1.7

632 58 7
                                    

Bu kitapta geçen tüm kişi ve kurumlar tamamen hayal ürünüdür.


°°°

Areni sertçe ittirerek öfkeyle konuşmaya devam etti. ''Aptal duyguların, birgün bizi çıkılmaz bir yola sokacak. Senin yüzünden her şeyi elimize yüzümüze bulaştıracağız, farkında mısın?'' Kendisine gelmesi için onu sürekli sarsan kara gözlere alayla baktı. ''Ben, seni engellemeseydim bile sen yine yapmayacaktın. Kim olduğunu biliyorsun, onun minik kız kardeşin olduğunu biliyordun. Karun, senin onu öldürmeni istedi. Koca bir vicdan azabıyla baş edemeyeceğini biliyordu. Sen onu öldürdükten sonra sana, onun kim olduğunu söyleyecekti.'' Öfkeli kara gözlere şefkatle baktı bu sefer.

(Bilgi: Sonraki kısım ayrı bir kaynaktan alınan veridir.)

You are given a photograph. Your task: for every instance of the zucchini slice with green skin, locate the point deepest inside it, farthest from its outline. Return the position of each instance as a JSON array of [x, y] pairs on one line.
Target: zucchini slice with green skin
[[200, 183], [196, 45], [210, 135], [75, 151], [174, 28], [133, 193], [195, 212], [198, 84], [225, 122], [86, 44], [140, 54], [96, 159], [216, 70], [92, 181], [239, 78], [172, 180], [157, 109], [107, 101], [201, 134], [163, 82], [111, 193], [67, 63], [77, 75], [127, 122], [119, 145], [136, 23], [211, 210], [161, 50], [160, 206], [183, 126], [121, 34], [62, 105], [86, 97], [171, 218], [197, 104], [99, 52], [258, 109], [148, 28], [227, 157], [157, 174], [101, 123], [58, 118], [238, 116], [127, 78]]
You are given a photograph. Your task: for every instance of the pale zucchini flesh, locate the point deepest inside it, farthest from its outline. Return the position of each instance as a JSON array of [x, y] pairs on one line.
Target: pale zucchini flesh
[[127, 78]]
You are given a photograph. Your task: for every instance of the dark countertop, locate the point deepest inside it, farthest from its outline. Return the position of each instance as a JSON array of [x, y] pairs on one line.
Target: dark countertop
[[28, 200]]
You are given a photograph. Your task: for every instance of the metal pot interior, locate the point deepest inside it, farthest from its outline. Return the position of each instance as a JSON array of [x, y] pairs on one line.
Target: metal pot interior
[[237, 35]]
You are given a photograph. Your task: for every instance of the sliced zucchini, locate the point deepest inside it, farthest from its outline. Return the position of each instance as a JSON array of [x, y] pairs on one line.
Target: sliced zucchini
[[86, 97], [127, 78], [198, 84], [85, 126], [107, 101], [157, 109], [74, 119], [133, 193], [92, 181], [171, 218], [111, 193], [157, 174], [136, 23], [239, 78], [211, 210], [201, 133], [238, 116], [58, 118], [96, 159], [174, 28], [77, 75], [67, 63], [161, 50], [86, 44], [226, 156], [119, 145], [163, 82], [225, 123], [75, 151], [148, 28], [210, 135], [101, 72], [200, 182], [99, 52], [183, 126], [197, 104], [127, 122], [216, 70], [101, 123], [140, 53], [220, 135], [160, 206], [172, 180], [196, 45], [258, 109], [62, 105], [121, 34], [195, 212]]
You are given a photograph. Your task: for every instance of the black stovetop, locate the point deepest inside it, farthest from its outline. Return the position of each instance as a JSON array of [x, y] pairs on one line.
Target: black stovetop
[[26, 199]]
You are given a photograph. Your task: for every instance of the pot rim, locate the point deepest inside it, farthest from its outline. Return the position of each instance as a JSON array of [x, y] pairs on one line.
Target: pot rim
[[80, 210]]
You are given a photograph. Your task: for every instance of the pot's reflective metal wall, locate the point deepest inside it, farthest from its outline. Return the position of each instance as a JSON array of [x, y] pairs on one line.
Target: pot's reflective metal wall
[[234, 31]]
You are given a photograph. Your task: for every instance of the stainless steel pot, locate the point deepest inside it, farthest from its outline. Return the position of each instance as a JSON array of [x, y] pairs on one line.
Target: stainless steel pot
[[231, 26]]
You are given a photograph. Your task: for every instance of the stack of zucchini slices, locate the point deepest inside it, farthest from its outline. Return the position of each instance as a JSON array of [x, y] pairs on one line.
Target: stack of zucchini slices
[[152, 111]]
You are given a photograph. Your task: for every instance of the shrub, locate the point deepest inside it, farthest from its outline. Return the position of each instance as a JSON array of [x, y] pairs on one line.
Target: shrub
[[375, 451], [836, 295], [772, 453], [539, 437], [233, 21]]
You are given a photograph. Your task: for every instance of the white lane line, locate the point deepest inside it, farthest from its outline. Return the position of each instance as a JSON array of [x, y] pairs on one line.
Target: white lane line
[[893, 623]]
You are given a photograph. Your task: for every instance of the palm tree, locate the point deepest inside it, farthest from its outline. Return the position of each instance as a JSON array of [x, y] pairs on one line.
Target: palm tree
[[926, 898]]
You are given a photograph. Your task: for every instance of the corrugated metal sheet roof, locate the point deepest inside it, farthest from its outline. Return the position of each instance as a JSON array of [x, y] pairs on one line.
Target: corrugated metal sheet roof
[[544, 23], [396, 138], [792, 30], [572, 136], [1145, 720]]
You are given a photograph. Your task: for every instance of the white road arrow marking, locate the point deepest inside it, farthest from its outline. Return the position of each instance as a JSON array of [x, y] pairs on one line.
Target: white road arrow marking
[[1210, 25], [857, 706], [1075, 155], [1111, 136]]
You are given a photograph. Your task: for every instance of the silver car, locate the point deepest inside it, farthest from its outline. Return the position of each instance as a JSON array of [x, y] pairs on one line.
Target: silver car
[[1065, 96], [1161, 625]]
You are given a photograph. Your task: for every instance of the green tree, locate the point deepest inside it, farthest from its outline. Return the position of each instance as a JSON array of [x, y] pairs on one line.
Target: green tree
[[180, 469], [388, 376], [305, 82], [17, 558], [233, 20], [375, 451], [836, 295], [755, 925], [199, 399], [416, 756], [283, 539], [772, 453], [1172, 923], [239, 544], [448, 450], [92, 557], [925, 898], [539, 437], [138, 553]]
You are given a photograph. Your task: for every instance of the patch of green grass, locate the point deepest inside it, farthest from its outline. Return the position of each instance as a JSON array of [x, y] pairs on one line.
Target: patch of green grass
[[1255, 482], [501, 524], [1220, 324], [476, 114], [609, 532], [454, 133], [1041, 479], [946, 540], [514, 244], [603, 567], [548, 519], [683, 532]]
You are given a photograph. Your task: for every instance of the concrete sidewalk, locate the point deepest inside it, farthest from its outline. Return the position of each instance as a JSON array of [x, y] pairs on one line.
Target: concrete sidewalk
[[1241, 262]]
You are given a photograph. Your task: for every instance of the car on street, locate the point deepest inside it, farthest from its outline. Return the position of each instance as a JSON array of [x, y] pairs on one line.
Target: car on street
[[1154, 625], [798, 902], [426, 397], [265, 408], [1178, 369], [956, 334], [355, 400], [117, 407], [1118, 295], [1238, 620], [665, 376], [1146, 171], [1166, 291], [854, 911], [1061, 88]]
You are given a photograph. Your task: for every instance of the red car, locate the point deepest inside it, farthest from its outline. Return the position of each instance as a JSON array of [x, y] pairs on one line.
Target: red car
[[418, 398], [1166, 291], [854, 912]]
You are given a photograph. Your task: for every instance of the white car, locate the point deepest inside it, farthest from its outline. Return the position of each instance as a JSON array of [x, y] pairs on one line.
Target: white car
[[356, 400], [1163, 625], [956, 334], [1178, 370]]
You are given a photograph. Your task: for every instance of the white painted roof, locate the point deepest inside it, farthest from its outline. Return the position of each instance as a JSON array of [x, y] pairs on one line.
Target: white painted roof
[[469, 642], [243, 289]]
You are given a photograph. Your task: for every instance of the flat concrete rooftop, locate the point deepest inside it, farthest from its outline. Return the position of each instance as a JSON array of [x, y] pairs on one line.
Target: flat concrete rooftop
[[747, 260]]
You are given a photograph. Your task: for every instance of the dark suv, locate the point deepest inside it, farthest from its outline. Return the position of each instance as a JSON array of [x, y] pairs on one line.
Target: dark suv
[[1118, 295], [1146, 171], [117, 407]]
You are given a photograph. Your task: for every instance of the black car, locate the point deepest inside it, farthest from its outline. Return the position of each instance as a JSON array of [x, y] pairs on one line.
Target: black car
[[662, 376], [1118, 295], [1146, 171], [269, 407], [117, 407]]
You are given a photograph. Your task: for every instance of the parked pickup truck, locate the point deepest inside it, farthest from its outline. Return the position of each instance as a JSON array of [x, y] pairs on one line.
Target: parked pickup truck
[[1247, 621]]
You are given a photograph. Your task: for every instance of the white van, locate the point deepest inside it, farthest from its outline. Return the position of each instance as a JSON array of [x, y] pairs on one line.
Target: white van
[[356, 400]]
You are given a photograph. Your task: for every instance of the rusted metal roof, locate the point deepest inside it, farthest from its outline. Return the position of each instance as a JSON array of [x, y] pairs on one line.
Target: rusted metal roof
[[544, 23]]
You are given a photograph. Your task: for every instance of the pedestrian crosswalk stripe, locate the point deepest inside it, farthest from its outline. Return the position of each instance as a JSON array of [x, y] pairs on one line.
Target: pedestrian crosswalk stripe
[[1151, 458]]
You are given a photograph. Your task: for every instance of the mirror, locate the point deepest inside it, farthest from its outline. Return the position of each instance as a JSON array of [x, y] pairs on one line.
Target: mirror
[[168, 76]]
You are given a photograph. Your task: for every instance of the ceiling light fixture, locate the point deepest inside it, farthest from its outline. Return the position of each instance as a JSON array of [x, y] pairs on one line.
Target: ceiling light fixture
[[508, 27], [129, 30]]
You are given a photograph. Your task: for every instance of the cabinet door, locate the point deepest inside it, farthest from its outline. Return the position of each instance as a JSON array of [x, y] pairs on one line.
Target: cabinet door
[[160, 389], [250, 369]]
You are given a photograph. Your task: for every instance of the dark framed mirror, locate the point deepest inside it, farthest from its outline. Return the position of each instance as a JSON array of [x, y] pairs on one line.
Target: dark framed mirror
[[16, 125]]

''Karun, bizi kendine mecbur bırakmak için her şeyi yaptı.''

Üzerinde toz varmış gibi üstünü silkeleyerek karşısındaki kara gözlere dikkatle baktı. ''Senin ilk cinayetin bir kamerada kayıtlıyken ve bu kameranın yerini sadece Şira biliyorken, onu sana öldürtmek istedi.'' Avucunu açarak içindeki yara izini gösterdi. Bu iz, onların tanıştığı ilk güne aitti. ''Luka, bıçaklardan deli gibi korkan bir çocuktun sen.'' Nefesini soğuk havaya üfleyerek birkaç saniye sessizce bekledi. ''Bak şimdi, tüm bıçaklar senin oyuncağın. Sen, onları oyuncak olarak istemedin, zorlandın.'' İkisi de aynı anda birbirine bakarak, dümdüz bir ifade takındı. Duygular, olaylara dahil edilemez, Duygular, olaylara dahil edilirse o zaman başlamadan kaybederlerdi. İkisinin de bakışları yıllardır ezberlemiş oldukları cümleyi haykırıyordu.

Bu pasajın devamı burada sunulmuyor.